Friday, 23 December 2011

To My Dear Hijabi Sisters

By Ali Eteraz                  
I care not for your scarfs, your shawls, or your headwraps. In what you deem an ‘Islamic legal requirement,’ I find too much interpretive ambiguity in the verses. In the obsession with cloaking your hair I find that you create a fetish — one that benefits you. In the posture of presumptive piety you assume, and which is allotted to you by brothers who turn your ‘modesty’ into their insecurity, I find very much that is reprehensible. If I should be a Shaykh I would say that the hijab is not a religious requirement. I would say that one does not need the hijab to be truly Muslim. I would say that a cloth does not create modesty. I would say that what goes in the head is much more important than what goes on it.
Having said that, dear hijabi sisters, I would like to impinge upon your famed defense against a non-mahram’s entreaties and say to you that I find you beautiful. I think you beautiful when you tuck the hijab behind your ears and show off your mother’s Indian earrings. I love the way you wear your hijab in the “j-lo” style and your necks look so langorous. I love the way in which you pin your hijab with diamond clasps or tiny pink butterfly clips because it evokes so much grace and feminine innocence. I love the way in which you hastily wrap your scarfs when I intrude upon your parties: it makes me feel like a conqueror before whom the subjects must take evasive maneuvers. I love the way your hijab matches your eyes, or your purse, or when its just white like purity, or when you get together with your friends at a protest and put on the black hijab of fashionable militancy and lipstick jihadism — those black hijabs evoke an aura of tribalism and severity that slaps away all the vestiges of metrosexuality in me. I love how when you turn shy you chew a corner of your hijab and when you let the corner fall, it is stained by the sweet secretions of your mouth. Or how when you are upset you twist it around your finger or re-wrap it tightly even as you turn away. I love the feeling of when you let me take it off; but I love it more when you do that yourself. I love the assorted outfits that go with your chosen Chanel scarf, the Dior heels whose straps match the secondary color of your hijab, the supple silk monochromatic skirt that contrasts with your hijab (all the while falling on your soft thighs, the seductive silhouette of which I so dastardly observe from the corner of my sinful eyes even in the company of a Shaykh).

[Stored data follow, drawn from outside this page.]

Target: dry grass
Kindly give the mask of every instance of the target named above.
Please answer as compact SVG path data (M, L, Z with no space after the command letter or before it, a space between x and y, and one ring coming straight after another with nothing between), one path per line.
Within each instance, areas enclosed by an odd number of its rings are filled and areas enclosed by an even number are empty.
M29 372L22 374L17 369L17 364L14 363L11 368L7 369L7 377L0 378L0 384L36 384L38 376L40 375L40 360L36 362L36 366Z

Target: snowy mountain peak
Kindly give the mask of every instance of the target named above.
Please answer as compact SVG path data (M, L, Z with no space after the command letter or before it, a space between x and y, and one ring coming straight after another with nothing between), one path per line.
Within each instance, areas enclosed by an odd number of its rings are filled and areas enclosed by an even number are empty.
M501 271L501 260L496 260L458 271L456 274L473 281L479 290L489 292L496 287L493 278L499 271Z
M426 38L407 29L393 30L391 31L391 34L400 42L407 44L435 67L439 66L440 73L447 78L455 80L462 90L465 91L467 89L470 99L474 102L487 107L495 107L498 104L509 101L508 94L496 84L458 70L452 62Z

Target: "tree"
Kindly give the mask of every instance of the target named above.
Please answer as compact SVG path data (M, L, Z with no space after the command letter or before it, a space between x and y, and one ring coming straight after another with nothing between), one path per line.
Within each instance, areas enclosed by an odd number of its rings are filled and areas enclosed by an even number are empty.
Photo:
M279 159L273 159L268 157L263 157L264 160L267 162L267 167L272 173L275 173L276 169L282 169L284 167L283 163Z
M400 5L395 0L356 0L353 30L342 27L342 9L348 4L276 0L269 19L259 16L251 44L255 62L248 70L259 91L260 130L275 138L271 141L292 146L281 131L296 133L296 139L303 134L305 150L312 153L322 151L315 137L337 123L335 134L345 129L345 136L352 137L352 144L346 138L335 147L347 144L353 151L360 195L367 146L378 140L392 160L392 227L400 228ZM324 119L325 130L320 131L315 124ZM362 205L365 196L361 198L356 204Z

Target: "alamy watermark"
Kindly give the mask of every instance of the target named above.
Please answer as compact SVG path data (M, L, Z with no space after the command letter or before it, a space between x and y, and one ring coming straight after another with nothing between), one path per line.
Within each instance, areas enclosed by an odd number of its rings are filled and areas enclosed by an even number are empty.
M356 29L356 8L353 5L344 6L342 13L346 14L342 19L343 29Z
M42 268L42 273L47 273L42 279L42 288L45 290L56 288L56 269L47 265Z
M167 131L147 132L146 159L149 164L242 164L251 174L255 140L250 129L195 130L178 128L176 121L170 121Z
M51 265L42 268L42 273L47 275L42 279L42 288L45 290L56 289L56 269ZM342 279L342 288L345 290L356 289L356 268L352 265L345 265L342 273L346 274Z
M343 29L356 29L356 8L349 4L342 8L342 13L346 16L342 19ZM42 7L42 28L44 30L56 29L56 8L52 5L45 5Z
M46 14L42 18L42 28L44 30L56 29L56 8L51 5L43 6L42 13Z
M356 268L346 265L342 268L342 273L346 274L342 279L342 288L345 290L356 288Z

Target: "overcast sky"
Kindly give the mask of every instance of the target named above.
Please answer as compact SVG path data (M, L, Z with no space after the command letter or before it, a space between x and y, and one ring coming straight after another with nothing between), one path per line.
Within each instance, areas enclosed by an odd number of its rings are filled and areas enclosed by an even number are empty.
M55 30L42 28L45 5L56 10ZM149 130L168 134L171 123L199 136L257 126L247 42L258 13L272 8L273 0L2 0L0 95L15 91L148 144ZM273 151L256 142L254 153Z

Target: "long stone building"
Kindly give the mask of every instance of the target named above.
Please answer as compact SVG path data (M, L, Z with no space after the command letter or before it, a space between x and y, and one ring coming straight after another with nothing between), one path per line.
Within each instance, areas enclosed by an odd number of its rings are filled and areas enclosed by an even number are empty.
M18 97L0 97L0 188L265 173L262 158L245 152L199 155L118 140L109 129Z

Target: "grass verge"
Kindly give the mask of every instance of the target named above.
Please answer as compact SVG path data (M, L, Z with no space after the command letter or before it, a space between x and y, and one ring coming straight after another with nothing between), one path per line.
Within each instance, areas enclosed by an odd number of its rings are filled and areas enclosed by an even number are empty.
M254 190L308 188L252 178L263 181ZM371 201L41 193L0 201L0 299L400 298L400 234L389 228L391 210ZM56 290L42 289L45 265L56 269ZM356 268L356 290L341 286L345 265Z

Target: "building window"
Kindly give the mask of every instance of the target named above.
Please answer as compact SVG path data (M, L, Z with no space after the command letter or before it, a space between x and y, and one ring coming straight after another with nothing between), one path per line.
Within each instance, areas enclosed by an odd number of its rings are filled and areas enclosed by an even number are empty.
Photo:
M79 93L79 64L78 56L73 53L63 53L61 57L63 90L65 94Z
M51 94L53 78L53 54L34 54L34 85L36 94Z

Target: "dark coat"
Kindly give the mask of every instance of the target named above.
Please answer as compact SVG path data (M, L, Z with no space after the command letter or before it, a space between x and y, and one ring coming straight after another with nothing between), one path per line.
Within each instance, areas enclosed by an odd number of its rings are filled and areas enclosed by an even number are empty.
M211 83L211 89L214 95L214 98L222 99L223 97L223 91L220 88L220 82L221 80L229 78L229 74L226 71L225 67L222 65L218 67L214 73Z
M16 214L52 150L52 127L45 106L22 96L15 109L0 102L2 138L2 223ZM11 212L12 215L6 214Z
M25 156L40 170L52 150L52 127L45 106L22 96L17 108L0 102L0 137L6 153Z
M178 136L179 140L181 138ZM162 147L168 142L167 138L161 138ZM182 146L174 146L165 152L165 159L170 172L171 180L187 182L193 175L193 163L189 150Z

Dear sisters of the hijab, your insistence, which is sometimes ill-informed, sometimes ill-advised, sometimes idealistic, and sometimes imitative, evokes the primordial protector in me. In seeing or hearing of you being boo’d at Walmart, or derided at the subway, or harassed at a Jazz Club, I want nothing more than to be your marauding Mahdi, your scimitar carrying savior, your guardian angel, your avenging Iblis. In witnessing the way in which you non-chalantly thrust yourself into large groups of diametrically different people — and the way in which you fake that non-chalance, too — I often find a tremendous strength of character and seductive stubbornness which I wish I could marshal in my own battles. During the course of my own struggles I find in your resolve to be assuredly attached, not just to a cloth, but to an IDEA, an inspiring affirmation of Thoreau’s Civil Disobedience, and Steinem’s assertions, and Brutus’ conviction. You give me a lesson in intensity and for that I find you laudable.
In times of reflection when one has the ability to doubt and question everything including a woman’s irrational insistence that a piece of cloth that makes her more conspicuous makes her less noticeable, I say, off with her hijab. But in times of chaos I look to her fidelity to her decided principle and find in it a strength that is both spiritual and comforting. It is worthy of emulation.
My dear hijabi sisters, you might succeed in hiding your hair from me (though that only means that I will look more closely at you walking away). You might succeed in proving your purity and chastity to me (which only means that I will only pretend to be more pious in your company). But what you cannot keep from me is your strength — the audacity, the assertion, and the affirmation of principled belief. I should like to make a mirror of your conviction and speak to it when I am stuttering (which is often). If you let me have that much, dear hijabi sisters, I promise to stop imagining you undressed and nubile.